Recent studies have tried to quantify motivational effects by measuring how much performance on a mentally demanding task improves when there are larger incentives at stake. The new study, published in PLOS Computational Biology, takes this research one step further by showing that the way people invest their effort in a given situation depends on whether they are incentivized to perform well or to avoid performing poorly.
The scientists designed a novel task to examine how much effort people invest under different types of incentives and how they invest that effort. They were interested in whether, as the stakes for performing a task increase, a person tries to complete that task more efficiently by placing equal emphasis on being fast and accurate, or more cautiously by placing greater emphasis on being accurate than being fast. The researchers found that people invest more effort into a task when they are trying to achieve positive outcomes and when they are trying to avoid negative outcomes, but the way they invest that effort differs in the two cases.
“By using computational modeling, we were able to tease apart the different ways in which people could increase their effort,” said the study’s senior author Amitai Shenhav, an assistant professor of cognitive, linguistic and psychological sciences at Brown who is affiliated with the University’s Carney Institute for Brain Science. “We showed that people chose different strategies for investing their effort depending on the kinds of incentives that were at stake.”
The researchers analyzed how the amount and type of effort a person invests differs depending on the size of the incentives at stake. They also examined if the level of effort differs depending on whether the incentives were tied to achievement or to failure. The researchers found that people favored increasing efficiency when there were larger rewards at stake for good performance, but they favored caution when larger penalties were at stake for bad performance.
“Our model was able to show that these different investment strategies are in fact the rational choices to make under these two types of incentive schemes,” Shenhav said. “In other words, people should and do work more efficiently on a task when they are trying to achieve greater rewards, and they work more cautiously when they are trying to avoid greater penalties.”
As a next step, the researchers will use neuroimaging methods to better understand how the brain transforms information about positive and negative incentives into changes in a person’s effort investment strategy, Shenhav said. They will also use their tasks and modeling approach to measure how people differ in the importance they assign to incentives for achievement versus failure, he said.
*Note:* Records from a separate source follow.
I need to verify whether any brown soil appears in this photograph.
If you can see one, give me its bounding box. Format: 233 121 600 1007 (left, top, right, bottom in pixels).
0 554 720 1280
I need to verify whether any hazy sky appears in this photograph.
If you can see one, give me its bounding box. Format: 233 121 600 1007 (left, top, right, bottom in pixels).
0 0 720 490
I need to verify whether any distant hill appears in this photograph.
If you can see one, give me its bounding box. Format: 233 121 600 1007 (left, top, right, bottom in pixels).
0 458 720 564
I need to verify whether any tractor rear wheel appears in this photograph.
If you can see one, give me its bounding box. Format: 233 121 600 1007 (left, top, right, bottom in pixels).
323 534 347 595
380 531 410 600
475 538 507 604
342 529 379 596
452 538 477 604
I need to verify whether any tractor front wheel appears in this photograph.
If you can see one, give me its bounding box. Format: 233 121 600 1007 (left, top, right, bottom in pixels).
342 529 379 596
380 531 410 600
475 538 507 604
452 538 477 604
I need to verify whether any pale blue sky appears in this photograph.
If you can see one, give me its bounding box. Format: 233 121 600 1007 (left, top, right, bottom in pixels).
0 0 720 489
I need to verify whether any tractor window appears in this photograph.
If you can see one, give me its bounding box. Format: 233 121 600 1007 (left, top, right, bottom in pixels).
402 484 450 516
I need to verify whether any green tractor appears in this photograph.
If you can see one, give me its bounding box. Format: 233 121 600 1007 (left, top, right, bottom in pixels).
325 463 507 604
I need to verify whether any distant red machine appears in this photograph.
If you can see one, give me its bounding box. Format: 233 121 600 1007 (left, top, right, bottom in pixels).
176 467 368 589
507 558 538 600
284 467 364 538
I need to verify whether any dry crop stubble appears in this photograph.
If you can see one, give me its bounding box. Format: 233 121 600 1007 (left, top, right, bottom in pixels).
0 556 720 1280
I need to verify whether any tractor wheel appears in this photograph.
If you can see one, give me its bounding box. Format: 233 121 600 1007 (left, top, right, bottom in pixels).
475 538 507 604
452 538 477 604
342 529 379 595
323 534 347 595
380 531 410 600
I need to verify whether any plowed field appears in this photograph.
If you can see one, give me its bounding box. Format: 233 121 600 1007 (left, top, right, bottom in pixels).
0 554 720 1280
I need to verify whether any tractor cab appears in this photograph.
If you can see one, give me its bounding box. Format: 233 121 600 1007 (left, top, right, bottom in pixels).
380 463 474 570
“We are exploring how these individual differences are shaped by one’s upbringing, how they develop with age, and whether they are associated with one’s risk for particular psychiatric disorders,” Shenhav said.
This work was led by Xiamin Leng, a Ph.D. student at Brown, and co-authored by Debbie Yee, a postdoctoral fellow at Brown, and Harrison Ritz, a Ph.D. student at the University. The study sits at the intersection of research in psychology, cognitive neuroscience, computer science, economics and psychiatry. Shenhav said this study would not have been possible without the support of research awards and training fellowships through the Carney Institute, including the Daniel Cooper Graduate Student Fellowship and the training programs for interactionist cognitive neuroscience and computational psychiatry.
“These forms of synergistic interactions will continue to foster innovative research into the neural and computational mechanisms that underpin motivation and decision making,” Shenhav said.